When all you have is a hammer… The AI safety community’s focus on technical alignment approaches can be explained, in part, by its cultural makeup. The community is diverse and discordant. But throughout its existence, it has been overwhelmingly filled with highly technical people trained to solve well-posed technical problems. So it makes sense for technical people to focus on technical alignment challenges to improve safety. However, AI safety is not a model property (Narayanan and Kapoor, 2024), and conflating alignment with safety is a pervasive mistake (Khlaaf, 2023).

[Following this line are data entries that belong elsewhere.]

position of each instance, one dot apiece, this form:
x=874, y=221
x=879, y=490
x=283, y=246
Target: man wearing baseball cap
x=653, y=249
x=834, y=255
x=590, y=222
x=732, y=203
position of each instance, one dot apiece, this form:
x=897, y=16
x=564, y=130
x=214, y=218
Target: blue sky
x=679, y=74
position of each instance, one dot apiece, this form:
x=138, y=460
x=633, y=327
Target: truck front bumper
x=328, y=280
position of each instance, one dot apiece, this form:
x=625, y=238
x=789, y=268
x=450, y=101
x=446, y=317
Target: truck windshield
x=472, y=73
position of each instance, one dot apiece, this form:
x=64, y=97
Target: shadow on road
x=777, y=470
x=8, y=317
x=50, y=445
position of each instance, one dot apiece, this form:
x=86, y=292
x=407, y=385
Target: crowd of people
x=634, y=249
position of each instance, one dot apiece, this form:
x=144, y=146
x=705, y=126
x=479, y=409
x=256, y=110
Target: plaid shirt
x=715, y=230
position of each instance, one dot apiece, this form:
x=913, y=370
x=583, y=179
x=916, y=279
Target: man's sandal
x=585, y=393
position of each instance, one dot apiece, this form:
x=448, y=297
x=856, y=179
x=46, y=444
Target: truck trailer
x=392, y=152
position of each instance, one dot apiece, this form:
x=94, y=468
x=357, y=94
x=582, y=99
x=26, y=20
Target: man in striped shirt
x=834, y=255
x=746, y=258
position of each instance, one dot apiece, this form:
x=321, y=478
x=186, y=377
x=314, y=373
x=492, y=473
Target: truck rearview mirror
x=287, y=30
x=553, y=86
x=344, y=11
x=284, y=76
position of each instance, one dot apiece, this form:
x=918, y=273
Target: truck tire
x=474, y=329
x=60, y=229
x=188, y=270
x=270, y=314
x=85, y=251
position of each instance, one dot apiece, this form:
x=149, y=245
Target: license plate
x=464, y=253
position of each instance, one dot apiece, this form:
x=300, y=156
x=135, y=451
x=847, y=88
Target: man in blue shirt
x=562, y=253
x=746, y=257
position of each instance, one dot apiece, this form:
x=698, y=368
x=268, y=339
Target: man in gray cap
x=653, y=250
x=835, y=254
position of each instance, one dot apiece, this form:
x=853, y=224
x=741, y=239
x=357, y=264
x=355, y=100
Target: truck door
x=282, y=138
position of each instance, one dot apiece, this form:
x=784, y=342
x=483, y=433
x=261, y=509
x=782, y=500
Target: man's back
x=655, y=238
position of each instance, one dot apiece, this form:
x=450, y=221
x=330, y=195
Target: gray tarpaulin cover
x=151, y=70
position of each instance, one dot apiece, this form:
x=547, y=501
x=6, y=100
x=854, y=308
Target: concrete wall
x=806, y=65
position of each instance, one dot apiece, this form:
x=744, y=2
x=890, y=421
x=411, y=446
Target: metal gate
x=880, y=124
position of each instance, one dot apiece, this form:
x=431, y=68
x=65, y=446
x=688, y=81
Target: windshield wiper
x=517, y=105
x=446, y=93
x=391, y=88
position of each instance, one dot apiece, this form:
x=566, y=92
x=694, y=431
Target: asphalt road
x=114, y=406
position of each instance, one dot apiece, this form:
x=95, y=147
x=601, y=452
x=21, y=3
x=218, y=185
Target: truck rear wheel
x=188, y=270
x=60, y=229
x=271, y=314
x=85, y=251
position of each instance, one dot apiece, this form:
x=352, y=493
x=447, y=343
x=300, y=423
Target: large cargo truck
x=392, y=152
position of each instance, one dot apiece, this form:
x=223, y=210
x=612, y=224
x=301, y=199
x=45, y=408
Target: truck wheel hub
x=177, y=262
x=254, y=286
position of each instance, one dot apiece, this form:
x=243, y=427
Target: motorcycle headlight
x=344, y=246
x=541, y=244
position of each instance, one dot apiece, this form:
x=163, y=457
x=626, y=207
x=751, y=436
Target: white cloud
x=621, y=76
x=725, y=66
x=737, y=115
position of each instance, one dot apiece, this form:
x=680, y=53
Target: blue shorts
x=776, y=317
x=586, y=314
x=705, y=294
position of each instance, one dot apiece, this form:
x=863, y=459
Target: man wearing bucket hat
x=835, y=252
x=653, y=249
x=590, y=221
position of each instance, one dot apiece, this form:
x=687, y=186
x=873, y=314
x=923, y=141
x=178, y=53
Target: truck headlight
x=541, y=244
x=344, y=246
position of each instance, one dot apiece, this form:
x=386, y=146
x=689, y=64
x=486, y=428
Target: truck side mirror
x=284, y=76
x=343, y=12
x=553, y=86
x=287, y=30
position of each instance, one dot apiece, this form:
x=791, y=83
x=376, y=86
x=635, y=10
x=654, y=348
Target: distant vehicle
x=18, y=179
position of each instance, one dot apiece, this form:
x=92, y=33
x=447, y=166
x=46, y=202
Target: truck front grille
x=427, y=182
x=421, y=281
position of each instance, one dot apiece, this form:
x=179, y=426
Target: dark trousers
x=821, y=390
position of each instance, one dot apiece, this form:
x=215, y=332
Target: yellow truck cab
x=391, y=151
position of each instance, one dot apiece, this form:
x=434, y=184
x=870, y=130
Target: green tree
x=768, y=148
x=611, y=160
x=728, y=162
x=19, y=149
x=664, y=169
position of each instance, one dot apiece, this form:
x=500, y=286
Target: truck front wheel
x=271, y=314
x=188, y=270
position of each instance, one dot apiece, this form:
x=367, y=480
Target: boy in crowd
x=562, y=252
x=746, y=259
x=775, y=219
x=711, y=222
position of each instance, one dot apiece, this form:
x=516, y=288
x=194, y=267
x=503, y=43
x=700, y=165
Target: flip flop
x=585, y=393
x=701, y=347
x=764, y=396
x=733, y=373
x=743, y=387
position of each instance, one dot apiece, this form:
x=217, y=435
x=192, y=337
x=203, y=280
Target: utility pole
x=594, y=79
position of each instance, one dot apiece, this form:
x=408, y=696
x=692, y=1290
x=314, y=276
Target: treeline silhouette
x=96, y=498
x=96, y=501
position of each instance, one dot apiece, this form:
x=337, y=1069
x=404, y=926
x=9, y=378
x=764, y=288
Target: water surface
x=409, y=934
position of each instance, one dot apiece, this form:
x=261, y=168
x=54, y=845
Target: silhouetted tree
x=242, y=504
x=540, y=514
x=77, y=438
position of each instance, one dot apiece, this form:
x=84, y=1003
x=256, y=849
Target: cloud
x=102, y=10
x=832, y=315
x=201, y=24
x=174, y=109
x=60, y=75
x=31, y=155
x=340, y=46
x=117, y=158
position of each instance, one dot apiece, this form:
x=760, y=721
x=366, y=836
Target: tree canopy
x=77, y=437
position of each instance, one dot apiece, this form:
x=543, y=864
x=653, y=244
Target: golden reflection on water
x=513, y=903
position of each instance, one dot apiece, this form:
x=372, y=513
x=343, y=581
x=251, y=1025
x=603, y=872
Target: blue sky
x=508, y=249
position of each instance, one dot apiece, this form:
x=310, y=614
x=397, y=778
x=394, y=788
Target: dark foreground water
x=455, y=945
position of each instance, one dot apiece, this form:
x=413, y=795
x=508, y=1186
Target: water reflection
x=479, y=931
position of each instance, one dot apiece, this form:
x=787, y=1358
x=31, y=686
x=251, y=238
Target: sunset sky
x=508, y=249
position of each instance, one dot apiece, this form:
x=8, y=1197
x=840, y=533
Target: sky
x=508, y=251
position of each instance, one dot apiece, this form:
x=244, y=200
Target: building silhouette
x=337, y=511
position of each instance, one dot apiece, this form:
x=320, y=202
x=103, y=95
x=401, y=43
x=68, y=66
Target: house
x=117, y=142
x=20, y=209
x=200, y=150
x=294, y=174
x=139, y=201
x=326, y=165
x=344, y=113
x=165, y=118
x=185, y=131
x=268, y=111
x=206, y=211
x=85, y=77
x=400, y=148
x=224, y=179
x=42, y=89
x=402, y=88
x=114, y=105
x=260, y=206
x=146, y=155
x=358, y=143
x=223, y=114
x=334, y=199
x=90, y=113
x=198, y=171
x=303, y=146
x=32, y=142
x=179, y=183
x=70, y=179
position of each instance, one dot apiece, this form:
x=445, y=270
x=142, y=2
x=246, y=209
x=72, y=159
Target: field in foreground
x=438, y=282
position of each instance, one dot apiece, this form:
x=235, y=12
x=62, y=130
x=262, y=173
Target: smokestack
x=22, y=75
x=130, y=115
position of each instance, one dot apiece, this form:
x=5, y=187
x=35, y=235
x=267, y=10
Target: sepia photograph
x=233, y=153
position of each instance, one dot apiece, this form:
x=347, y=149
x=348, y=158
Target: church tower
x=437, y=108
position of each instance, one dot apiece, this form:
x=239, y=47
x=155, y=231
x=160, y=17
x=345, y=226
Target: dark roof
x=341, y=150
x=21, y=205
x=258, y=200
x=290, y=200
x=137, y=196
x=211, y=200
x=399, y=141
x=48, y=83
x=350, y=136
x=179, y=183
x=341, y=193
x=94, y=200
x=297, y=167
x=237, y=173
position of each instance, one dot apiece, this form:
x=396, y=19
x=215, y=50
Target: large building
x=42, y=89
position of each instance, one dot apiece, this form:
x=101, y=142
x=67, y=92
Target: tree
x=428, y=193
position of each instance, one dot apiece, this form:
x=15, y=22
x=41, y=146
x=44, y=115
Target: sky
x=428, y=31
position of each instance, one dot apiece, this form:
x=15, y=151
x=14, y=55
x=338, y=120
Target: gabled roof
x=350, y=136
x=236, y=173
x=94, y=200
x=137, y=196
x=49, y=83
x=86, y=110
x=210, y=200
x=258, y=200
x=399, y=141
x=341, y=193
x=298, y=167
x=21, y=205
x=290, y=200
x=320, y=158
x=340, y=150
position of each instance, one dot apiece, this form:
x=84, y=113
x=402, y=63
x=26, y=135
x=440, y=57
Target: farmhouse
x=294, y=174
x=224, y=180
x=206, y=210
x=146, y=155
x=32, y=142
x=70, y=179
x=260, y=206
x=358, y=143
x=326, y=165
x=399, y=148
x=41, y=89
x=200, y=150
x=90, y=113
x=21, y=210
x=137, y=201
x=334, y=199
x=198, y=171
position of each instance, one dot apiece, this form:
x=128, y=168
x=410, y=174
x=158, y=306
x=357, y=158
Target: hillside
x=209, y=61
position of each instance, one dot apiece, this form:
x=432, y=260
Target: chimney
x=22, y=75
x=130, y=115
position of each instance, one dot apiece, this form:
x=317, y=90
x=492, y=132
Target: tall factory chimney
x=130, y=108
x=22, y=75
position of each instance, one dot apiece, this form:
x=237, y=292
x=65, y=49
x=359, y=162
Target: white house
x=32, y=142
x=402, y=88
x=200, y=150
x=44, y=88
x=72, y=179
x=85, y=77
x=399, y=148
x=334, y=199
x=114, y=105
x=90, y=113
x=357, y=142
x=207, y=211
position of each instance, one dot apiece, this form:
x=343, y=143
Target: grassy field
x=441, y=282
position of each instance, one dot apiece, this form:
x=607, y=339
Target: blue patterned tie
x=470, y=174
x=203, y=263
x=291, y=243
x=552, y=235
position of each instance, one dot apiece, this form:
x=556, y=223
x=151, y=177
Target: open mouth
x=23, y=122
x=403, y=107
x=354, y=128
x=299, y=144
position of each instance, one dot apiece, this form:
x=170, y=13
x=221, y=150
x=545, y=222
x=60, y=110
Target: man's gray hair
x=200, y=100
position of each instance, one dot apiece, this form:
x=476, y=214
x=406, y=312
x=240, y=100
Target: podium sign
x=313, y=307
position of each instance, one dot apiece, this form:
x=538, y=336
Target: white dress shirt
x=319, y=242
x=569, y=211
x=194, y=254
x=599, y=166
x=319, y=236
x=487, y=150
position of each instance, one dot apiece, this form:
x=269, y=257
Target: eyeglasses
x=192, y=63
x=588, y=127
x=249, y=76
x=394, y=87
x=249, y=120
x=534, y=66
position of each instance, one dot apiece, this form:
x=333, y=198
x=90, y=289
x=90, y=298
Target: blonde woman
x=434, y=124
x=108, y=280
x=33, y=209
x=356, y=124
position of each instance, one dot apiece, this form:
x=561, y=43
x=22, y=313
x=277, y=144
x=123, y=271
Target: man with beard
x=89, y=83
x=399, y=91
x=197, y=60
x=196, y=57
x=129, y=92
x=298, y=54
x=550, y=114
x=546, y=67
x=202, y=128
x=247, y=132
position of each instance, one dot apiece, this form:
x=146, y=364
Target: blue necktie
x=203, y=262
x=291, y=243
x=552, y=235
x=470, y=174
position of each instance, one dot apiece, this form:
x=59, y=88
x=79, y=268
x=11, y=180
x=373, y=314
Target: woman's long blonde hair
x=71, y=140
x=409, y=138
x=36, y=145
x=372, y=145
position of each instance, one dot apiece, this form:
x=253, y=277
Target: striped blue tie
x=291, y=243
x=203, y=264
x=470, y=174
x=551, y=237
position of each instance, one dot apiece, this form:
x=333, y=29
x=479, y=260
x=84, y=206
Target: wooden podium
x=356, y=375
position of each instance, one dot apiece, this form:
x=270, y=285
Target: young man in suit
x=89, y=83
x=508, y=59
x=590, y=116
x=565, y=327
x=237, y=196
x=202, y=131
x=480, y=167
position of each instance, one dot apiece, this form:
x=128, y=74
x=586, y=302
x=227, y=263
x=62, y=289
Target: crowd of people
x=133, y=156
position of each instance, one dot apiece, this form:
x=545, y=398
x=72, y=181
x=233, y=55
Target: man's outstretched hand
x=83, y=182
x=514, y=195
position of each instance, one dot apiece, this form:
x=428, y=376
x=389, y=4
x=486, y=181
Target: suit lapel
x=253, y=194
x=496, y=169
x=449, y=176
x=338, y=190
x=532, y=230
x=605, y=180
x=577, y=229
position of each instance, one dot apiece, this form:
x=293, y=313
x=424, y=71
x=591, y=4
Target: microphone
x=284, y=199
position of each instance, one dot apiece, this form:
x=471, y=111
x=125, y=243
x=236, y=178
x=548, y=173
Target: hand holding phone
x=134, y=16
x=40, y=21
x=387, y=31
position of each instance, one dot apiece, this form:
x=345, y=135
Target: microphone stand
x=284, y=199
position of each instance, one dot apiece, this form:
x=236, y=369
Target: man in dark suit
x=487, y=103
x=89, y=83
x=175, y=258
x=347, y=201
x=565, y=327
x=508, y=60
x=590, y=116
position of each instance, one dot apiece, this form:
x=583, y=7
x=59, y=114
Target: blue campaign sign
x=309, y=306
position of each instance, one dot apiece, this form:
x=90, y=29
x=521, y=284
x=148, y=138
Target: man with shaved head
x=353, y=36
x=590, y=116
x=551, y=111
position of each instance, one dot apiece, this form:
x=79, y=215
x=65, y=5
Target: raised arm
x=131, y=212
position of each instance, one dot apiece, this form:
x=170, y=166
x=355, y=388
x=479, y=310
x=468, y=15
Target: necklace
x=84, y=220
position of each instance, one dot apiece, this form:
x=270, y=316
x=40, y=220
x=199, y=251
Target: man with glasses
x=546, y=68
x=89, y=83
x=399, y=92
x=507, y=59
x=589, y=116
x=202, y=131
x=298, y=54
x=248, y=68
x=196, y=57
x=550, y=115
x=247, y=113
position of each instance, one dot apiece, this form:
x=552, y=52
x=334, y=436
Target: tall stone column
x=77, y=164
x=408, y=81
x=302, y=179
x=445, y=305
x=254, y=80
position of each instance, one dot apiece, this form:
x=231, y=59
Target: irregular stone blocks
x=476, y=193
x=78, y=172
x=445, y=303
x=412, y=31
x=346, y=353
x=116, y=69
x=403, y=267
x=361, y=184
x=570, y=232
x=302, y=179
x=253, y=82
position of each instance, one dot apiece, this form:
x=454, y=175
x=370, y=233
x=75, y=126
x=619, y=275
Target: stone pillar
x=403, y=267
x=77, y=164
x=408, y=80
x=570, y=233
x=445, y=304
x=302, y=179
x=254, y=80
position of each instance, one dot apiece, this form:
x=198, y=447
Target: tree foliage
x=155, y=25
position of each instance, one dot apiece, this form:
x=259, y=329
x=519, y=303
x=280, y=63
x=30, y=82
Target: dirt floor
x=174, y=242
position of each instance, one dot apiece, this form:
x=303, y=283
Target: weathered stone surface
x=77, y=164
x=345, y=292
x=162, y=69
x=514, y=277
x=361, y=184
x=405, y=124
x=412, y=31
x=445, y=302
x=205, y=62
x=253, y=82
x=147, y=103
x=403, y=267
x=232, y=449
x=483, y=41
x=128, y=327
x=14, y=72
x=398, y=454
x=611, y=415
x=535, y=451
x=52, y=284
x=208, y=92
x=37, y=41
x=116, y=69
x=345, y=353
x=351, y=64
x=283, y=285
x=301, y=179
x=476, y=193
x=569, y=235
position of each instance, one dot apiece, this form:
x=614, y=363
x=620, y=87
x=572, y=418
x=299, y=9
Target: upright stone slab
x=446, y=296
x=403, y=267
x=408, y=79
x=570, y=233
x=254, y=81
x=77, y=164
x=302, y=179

Who benefits from technosolutionism? The overemphasis on alignment can also be explained by how useful it is for technocrats. For example, leading AI companies like OpenAI, Anthropic, Google DeepMind, etc., acknowledge the potential for catastrophic AI risks but predominantly frame these challenges in terms of technical alignment. And it seems convenient that the alignment objectives that they say will be needed to prevent AI catastrophe would potentially give them trillions of dollars and enough power to rival the democratic institutions meant to address misuse and systemic risks? Meanwhile, the AI research community is full of people who have much more wealth and privilege than the vast majority of others in the world. Technocrats also tend to benefit from new technology instead of being marginalized by it. In this light, it is unsurprising to see companies that gain power from AI push the notion that it’s the AI and not them that we should fear – that if they are just able to build and align superintelligence (before China, of course) we might be safe. Does this remind you of anything?
The long road ahead: If we are serious about AI safety, we need to be serious about preparing for the Pandora’s box that will be opened once transformative AI proliferates. At that point, developing solutions for technical alignment would sometimes be useful. However, they would also fail to protect us from most disaster scenarios, exacerbate misuse risks, concentrate power, and accelerate timelines. Unless we believe in an AI messiah, we can expect the fight for AI safety to be a neverending, unsexy struggle. This underscores a need to build resilient institutions that place effective checks and balances on AI and which can bounce back from disruptions. Instead of figuring out what kind of AI systems to develop, the more pressing question is about how to shape the AI ecosystem in a way that helps us with the ongoing challenges of identifying, studying, and deliberating about risks. This suggests that the core priorities of the AI safety community should be to build strong institutions (e.g. Carpenter & Ezell, 2024; Novelli et al., 2024; Bullock et al., 2025), increase transparency & accountability (e.g., Uuk et al., 2024; Casper et al., 2025), and improve incident preparedness (e.g., Wasil et al., 2024, Bernardi et al., 2024).